El ocaso del algoritmo: los números que marcan el divorcio entre el relato digital de Milei y la calle

Informes de las principales consultoras del país revelan que el “blindaje mediático” en redes sociales ya no alcanza para contener el malestar social. Por primera vez, la aprobación del Gobierno cae por debajo de la inflación acumulada y el pesimismo le gana a la esperanza en los centros urbanos.

El ecosistema digital que funcionó como el gran motor del ascenso de Javier Milei muestra signos de fatiga estructural. Según el último informe de la consultora Zuban Córdoba, la imagen negativa del presidente ha escalado hasta perforar el piso del 55%, marcando que el discurso de la “lucha contra la casta” ya no es suficiente para compensar la pérdida del poder adquisitivo. El fenómeno, que antes se mantenía en una burbuja de interacciones positivas, hoy choca con una realidad donde la preocupación por el desempleo y la pobreza ha desplazado al debate sobre la ideología de género o el cierre de organismos estatales.
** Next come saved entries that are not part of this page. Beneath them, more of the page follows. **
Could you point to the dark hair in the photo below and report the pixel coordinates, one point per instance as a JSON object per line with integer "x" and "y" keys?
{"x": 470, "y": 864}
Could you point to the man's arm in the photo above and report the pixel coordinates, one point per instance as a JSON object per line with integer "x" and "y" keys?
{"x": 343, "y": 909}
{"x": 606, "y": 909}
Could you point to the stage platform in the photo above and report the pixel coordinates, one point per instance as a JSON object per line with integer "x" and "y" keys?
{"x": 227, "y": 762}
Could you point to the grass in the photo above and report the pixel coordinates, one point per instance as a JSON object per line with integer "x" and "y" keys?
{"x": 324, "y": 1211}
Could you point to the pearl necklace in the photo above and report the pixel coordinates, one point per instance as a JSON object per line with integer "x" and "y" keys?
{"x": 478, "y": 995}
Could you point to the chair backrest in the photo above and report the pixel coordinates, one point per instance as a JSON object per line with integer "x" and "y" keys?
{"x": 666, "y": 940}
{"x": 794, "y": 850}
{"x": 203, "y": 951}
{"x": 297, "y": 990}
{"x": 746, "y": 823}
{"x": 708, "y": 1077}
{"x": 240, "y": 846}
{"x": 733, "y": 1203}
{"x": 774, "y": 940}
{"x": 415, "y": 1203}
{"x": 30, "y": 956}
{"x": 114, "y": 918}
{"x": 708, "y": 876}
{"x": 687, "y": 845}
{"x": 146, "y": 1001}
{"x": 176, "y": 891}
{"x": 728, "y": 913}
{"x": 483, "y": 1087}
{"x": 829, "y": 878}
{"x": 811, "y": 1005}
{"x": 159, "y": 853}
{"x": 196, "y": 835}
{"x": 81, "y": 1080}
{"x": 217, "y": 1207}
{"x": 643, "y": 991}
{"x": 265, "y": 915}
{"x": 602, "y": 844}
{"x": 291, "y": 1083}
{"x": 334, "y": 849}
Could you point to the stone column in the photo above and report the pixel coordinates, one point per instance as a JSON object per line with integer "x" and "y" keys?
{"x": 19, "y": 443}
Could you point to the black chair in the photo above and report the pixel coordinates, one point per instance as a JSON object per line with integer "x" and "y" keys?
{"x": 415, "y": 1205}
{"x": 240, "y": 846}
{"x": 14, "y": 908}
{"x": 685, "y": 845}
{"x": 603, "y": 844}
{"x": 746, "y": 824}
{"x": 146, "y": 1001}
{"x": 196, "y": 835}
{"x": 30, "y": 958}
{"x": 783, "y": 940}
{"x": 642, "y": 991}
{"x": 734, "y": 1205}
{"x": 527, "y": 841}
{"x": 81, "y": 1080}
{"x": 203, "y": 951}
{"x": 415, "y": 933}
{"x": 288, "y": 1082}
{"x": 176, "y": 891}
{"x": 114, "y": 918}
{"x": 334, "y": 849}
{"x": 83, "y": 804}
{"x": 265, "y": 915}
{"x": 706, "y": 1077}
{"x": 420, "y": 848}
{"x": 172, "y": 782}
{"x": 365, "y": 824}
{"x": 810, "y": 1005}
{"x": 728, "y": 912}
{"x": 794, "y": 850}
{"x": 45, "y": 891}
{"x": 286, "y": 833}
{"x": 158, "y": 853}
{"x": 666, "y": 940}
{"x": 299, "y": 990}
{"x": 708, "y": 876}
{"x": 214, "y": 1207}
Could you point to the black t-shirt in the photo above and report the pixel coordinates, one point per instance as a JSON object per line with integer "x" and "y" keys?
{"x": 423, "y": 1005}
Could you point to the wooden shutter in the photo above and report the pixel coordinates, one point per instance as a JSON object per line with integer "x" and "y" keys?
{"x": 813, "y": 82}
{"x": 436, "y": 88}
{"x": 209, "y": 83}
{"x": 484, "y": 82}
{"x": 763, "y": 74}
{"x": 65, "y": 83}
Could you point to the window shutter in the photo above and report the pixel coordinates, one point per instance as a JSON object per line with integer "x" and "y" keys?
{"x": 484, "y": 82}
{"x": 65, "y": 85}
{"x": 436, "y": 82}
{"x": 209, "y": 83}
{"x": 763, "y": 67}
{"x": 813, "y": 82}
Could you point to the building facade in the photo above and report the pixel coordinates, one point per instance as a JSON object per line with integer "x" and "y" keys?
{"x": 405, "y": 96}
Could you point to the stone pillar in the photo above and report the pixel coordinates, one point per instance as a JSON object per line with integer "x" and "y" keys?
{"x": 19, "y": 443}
Por su parte, el Monitor de Humor Social de D’Alessio IROL/Berensztein destaca un dato alarmante para la Casa Rosada: el 70% de los consultados afirma que su situación económica personal es peor que hace un año. Esta percepción de deterioro constante ha generado un “apagón” en la militancia digital orgánica, que ya no logra dominar la conversación pública con la misma intensidad. El estudio revela que el apoyo de la clase media se está licuando ante el aumento desproporcionado de las tarifas y la medicina prepaga, sectores que fueron el núcleo del voto castigo en 2023.
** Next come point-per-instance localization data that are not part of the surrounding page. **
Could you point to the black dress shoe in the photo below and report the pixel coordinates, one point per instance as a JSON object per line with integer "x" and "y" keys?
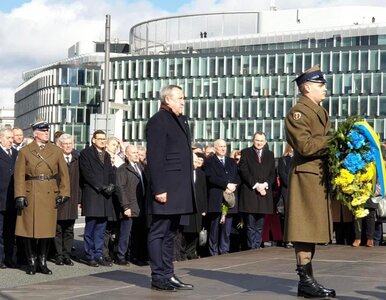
{"x": 102, "y": 262}
{"x": 67, "y": 261}
{"x": 59, "y": 261}
{"x": 163, "y": 285}
{"x": 92, "y": 263}
{"x": 178, "y": 284}
{"x": 121, "y": 262}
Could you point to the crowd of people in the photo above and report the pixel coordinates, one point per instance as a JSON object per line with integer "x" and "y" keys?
{"x": 164, "y": 198}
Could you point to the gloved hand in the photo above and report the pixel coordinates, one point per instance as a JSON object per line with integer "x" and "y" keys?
{"x": 61, "y": 200}
{"x": 108, "y": 190}
{"x": 21, "y": 202}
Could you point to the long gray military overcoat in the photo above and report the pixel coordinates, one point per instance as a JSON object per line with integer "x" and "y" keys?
{"x": 308, "y": 217}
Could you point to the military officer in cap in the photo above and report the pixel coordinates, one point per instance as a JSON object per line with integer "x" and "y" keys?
{"x": 308, "y": 217}
{"x": 37, "y": 195}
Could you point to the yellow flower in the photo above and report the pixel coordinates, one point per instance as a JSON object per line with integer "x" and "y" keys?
{"x": 361, "y": 213}
{"x": 344, "y": 178}
{"x": 369, "y": 174}
{"x": 360, "y": 199}
{"x": 349, "y": 189}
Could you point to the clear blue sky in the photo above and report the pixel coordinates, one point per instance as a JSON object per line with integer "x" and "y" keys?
{"x": 168, "y": 5}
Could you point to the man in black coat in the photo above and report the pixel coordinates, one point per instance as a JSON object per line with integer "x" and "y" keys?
{"x": 97, "y": 188}
{"x": 7, "y": 204}
{"x": 257, "y": 172}
{"x": 222, "y": 176}
{"x": 68, "y": 212}
{"x": 169, "y": 160}
{"x": 131, "y": 185}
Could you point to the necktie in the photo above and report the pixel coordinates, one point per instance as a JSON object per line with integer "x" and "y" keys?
{"x": 222, "y": 161}
{"x": 140, "y": 177}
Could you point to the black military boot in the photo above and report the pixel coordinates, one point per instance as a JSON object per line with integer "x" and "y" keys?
{"x": 29, "y": 247}
{"x": 308, "y": 287}
{"x": 43, "y": 253}
{"x": 311, "y": 273}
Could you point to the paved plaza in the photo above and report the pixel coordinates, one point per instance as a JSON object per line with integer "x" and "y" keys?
{"x": 355, "y": 273}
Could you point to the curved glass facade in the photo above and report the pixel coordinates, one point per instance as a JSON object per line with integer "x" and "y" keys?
{"x": 237, "y": 71}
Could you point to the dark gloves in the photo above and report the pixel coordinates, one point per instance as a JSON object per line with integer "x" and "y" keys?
{"x": 21, "y": 202}
{"x": 61, "y": 200}
{"x": 108, "y": 190}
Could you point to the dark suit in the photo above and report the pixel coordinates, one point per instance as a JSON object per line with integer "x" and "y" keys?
{"x": 96, "y": 207}
{"x": 131, "y": 185}
{"x": 252, "y": 204}
{"x": 7, "y": 206}
{"x": 68, "y": 212}
{"x": 170, "y": 164}
{"x": 218, "y": 177}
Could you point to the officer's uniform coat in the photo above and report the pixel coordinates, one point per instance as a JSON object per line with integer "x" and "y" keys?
{"x": 38, "y": 219}
{"x": 308, "y": 217}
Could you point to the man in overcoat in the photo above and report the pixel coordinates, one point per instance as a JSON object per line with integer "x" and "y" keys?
{"x": 97, "y": 176}
{"x": 222, "y": 175}
{"x": 68, "y": 212}
{"x": 7, "y": 204}
{"x": 171, "y": 194}
{"x": 257, "y": 172}
{"x": 308, "y": 217}
{"x": 38, "y": 194}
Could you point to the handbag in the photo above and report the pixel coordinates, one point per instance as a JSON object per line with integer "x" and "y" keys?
{"x": 202, "y": 237}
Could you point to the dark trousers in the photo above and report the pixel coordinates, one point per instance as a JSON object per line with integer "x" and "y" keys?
{"x": 64, "y": 237}
{"x": 7, "y": 235}
{"x": 160, "y": 245}
{"x": 219, "y": 234}
{"x": 110, "y": 239}
{"x": 125, "y": 225}
{"x": 254, "y": 227}
{"x": 191, "y": 242}
{"x": 2, "y": 254}
{"x": 94, "y": 237}
{"x": 138, "y": 239}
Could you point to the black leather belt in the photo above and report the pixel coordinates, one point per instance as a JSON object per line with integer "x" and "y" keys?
{"x": 40, "y": 177}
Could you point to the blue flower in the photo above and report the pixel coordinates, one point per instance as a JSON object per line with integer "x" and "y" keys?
{"x": 356, "y": 140}
{"x": 369, "y": 156}
{"x": 353, "y": 162}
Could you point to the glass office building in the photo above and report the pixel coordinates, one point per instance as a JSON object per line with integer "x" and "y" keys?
{"x": 237, "y": 70}
{"x": 64, "y": 93}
La consultora Poliarquía también observa un fenómeno de “desgaste prematuro”. Sus mediciones indican que el índice de optimismo sobre el futuro económico cayó 12 puntos en el último bimestre, situándose en niveles similares a los de los momentos de mayor crisis de gestiones anteriores. Lo más impactante es que la credibilidad de la palabra presidencial está en su punto más bajo, ya que gran parte de la población percibe que los datos de inflación que celebra el Gobierno no se reflejan en el ticket del supermercado.

La estrategia de comunicación, liderada por el equipo de Santiago Caputo, intenta contrarrestar estos números con una hiperactividad en la red X (antes Twitter), pero los especialistas en big data advierten que se trata de un “eco-chamber”. Es decir, el oficialismo está hablando para su propio núcleo duro mientras el ciudadano de a pie se desconecta de la política por agotamiento. El análisis de sentimiento en redes demuestra que las menciones negativas hacia la gestión ya no provienen solo de la oposición, sino de usuarios que se identificaban como “independientes” y que ahora utilizan las redes para denunciar la falta de sensibilidad social.

El problema de fondo que señalan los analistas es el choque frontal entre el superávit fiscal “de planilla” y el déficit habitacional y alimentario de las provincias. Mientras el Presidente se enfoca en sus interacciones con magnates tecnológicos, las encuestas territoriales muestran que el ajuste en las provincias ha unificado a gobernadores e intendentes en un reclamo que las redes no pueden silenciar. La desconexión entre la agenda de la cuenta personal de Milei y las urgencias del interior profundo está creando un vacío de representación que la oposición comienza a capitalizar.

Finalmente, el dato más disruptivo de las últimas semanas es la caída de la imagen de Milei entre los jóvenes de 16 a 24 años, el segmento que fue su principal base de apoyo. Para este grupo, la promesa de libertad se ha transformado en la imposibilidad de planificar un futuro básico. Si la gestión no logra traducir el relato de los “clics” en una mejora tangible del consumo interno, el riesgo de que el modelo se apague definitivamente es una posibilidad que los consultores ya miden como un escenario de alta probabilidad para el próximo semestre.